78'li yıllarda aynı ideoloji için ülkücü kitleye başkanlık eden Yazıcıoğlu-Çatlı ikilisi 5 Kasım 1996'da mezar başında yüz yüze gelmişti. Yazıcıoğlu, Çatlı'nın cenaze törenine geldiğinde mikrofonlara konuştu: "25-30 yıl öncesinin hatırına buradayım."

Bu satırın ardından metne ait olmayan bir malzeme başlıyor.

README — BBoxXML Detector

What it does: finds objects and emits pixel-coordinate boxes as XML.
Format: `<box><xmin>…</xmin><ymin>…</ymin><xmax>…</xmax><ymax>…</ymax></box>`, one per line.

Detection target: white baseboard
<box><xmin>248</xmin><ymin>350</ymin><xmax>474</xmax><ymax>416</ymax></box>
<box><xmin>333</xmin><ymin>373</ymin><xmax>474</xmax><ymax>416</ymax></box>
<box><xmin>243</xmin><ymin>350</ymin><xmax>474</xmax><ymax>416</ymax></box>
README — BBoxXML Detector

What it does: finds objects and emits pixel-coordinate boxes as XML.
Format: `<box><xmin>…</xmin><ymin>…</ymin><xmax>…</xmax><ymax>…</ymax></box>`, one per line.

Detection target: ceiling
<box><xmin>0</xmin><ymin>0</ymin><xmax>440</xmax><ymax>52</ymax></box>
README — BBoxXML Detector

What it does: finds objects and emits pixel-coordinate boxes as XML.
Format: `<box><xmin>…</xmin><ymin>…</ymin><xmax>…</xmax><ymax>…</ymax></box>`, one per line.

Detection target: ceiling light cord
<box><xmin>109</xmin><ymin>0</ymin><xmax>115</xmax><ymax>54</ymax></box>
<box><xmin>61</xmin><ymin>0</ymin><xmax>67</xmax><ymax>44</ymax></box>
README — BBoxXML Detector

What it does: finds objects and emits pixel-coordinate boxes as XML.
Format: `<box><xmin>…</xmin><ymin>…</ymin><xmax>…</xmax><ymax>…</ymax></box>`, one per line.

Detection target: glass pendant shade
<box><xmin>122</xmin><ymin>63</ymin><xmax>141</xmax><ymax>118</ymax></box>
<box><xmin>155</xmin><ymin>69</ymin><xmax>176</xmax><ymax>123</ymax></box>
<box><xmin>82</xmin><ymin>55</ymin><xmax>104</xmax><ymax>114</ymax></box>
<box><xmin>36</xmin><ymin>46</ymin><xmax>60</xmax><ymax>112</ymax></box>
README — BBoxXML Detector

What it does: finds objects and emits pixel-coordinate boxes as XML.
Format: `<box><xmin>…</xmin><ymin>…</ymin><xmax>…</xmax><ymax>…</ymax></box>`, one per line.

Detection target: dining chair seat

5 Mayıs 1972'de Deniz'lerin sabaha karşı asıldıklarını duyduğum gün çok yoğun bir utanç yaşamıştım. O üç çocuk kan dökmemişlerdi, kimseyi öldürmemişlerdi ve henüz yirmi beş yaşına basmamışlardı. Ama TBMM'deki babaları, hattâ dedeleri yaşındaki milletvekilleri, onları ille öldürmek istiyordu. Bunun tek nedeni korkuydu bana kalırsa. Salt kişisel çıkarları üstüne kurulu o kepaze dünya görüşleri açısından, Deniz Gezmiş gibi gençlerin varlığı bile, onlar için korkunç bir tehlikeydi. Deniz Gezmiş'leri ömürlerinin sonuna kadar zindanlara kapatmak yetmezdi. Kendileri rahat yaşayabilmeleri için, Deniz Gezmiş gibilerinin yeryüzünden yok edilmeleri gerekiyordu.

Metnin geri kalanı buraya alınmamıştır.